Mein Vorschlag war nur das erst beste was diese arbeit verrichtet...
melbone
Ist häufiger hier
#27 erstellt: 18. Mrz 2008, 20:14
mh,vielleicht hab ich mich unklar ausgedrückt ;-)
ich wollt ja jetzt nicht mehr das verstärkte Signal nur begrenzen, sondern, wenn ich sowieso was daran mache, dann richtig.

Also nochmal Konkret mein neuer Plan:
Das unverstärkte Signal, welches vom Radio als Rear per Chinch ausgegeben wird nehmen und dann aufteilen;
1x mit nem Bandpass an den Verstärker für den Sub gehen
1x unverändert an den Verstärker für die Front gehen
1x an die aktive Differenzschaltung, die ich bei Selfmadhifi
gefunden habe gehen und nachher an einen Verstärker

der Bandpass oder wahlweise auch Hochpass für den Sub, soll quasi einen Ersatz für einen Subsonicfilter darstellen, da meine Endstufe nur einen regelbaren Tiefpass bietet...

Für die Front würde ich auf Regler verzichten, da mein Verstärker schon nen regelbaren Hochpass bietet..

Nach der Differenzschaltung is eben die Frage, wie man weiter macht: eine weiter Endstufe ins Auto packen, oder gleich noch ne kleine Schaltung aus nem TDA dahinter...


soo das is jetzt mein plan
passt zwar die Überschrift nicht mehr aber ich denke mal ich muss nicht extra n neues Thema dafür aufmachen oder?!
B.Peakwutz
Inventar
#28 erstellt: 22. Mrz 2008, 08:48
Hi,

mal eine kurze Frage dazwischen: Differenzsignal, ist das jenes, wo man den LS an - und - zweier Kanäle von einer Enstufe anschließt?
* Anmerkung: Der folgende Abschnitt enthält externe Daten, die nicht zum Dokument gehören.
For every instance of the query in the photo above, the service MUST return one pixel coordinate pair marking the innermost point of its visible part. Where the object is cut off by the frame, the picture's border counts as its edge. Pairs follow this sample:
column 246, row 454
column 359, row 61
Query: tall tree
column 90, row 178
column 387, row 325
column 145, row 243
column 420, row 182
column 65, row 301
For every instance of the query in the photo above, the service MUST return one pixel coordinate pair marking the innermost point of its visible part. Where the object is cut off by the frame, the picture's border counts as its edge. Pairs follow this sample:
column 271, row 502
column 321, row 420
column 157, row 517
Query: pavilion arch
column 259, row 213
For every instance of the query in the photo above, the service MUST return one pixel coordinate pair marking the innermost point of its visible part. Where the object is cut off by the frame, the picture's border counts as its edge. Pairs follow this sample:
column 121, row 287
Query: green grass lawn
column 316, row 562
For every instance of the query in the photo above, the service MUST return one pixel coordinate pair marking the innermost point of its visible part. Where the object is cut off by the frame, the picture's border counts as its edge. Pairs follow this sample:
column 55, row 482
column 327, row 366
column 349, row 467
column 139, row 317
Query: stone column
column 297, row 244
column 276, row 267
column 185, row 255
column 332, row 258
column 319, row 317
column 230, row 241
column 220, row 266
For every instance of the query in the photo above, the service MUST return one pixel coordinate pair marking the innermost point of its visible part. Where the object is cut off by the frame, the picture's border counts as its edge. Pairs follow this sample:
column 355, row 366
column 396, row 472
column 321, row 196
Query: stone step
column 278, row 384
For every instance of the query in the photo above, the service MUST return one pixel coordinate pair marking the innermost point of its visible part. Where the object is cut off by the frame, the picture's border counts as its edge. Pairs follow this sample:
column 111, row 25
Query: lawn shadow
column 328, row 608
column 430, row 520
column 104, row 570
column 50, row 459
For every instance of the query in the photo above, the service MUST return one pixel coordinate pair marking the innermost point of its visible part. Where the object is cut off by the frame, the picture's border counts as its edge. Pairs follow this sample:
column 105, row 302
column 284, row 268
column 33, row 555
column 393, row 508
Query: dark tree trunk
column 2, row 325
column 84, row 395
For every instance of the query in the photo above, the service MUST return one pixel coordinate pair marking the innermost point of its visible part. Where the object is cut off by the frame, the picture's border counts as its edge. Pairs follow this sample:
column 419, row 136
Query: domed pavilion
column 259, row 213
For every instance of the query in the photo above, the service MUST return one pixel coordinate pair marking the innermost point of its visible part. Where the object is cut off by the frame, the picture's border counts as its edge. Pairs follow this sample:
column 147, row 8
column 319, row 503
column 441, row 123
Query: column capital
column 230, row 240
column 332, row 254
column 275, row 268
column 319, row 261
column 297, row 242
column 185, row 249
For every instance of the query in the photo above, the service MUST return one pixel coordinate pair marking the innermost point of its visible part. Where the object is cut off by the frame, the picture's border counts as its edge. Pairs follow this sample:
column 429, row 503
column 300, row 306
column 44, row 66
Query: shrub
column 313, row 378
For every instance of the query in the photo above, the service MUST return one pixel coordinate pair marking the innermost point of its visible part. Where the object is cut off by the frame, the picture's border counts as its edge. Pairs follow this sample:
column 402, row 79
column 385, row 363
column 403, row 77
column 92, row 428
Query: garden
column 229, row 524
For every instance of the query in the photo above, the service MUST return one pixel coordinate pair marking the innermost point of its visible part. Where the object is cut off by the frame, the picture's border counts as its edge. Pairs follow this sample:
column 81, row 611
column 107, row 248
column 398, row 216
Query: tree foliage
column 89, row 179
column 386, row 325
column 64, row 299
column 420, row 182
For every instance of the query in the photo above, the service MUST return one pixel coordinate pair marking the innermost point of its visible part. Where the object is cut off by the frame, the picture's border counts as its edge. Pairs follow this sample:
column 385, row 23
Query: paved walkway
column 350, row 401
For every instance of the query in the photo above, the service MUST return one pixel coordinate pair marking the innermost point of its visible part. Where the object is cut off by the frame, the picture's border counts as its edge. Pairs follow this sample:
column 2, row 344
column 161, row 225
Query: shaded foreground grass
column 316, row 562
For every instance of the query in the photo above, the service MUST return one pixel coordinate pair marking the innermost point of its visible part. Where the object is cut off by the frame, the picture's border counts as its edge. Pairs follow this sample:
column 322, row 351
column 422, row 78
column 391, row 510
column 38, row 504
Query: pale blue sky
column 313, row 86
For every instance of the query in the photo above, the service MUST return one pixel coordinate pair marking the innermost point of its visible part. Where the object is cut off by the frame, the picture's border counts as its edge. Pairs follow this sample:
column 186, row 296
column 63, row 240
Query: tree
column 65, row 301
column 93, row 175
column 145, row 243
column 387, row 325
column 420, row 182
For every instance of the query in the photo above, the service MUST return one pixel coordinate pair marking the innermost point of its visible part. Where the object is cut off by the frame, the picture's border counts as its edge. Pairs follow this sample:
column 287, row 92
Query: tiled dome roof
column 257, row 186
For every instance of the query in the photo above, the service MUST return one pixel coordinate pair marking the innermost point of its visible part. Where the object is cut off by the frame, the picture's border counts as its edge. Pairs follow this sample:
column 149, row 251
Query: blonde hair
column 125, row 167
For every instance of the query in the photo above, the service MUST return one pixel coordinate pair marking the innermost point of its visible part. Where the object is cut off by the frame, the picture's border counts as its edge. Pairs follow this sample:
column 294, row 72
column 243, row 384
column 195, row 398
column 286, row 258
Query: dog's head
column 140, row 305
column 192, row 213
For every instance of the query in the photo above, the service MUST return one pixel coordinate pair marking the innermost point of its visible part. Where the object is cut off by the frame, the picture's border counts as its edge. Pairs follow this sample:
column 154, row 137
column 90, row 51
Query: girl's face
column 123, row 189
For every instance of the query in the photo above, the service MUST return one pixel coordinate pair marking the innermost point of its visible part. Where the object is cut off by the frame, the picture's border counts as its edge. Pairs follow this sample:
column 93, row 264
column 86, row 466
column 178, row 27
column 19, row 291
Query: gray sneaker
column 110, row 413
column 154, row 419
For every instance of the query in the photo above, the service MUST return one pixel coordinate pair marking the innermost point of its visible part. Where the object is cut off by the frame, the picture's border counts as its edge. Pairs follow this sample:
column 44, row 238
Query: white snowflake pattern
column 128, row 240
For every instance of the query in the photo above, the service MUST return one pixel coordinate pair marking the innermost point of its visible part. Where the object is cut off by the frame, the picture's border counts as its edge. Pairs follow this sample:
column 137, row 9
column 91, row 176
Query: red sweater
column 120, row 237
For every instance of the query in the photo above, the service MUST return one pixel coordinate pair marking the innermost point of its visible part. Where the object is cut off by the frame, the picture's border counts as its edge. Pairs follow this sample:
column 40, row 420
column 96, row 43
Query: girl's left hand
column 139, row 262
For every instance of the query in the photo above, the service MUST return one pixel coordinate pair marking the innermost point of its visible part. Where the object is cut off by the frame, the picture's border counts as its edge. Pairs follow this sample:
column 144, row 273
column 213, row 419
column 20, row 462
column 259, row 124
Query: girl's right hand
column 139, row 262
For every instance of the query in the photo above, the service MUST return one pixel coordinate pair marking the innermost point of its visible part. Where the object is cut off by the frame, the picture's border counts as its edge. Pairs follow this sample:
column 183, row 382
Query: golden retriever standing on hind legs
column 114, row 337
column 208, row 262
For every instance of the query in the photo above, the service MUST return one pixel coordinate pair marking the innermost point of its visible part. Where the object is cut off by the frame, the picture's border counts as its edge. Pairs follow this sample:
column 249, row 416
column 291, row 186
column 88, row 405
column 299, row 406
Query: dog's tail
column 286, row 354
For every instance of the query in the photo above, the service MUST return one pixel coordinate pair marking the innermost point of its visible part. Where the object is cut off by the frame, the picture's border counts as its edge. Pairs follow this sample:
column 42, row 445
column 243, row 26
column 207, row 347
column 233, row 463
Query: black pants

Soll ja ein Geheimtip sein ; )

Gruß, Christian
melbone
Ist häufiger hier
#29 erstellt: 23. Mrz 2008, 12:23
Jo genau so sind meine LS bis jetzt angeschlossen,
nennt man auch Quasi-Quadrophonie.
Ich bin begeistert von dem neuen Klangbild
B.Peakwutz
Inventar
#30 erstellt: 23. Mrz 2008, 18:43
Ich habs noch nicht ausprobiert Kommt aber bestimmt!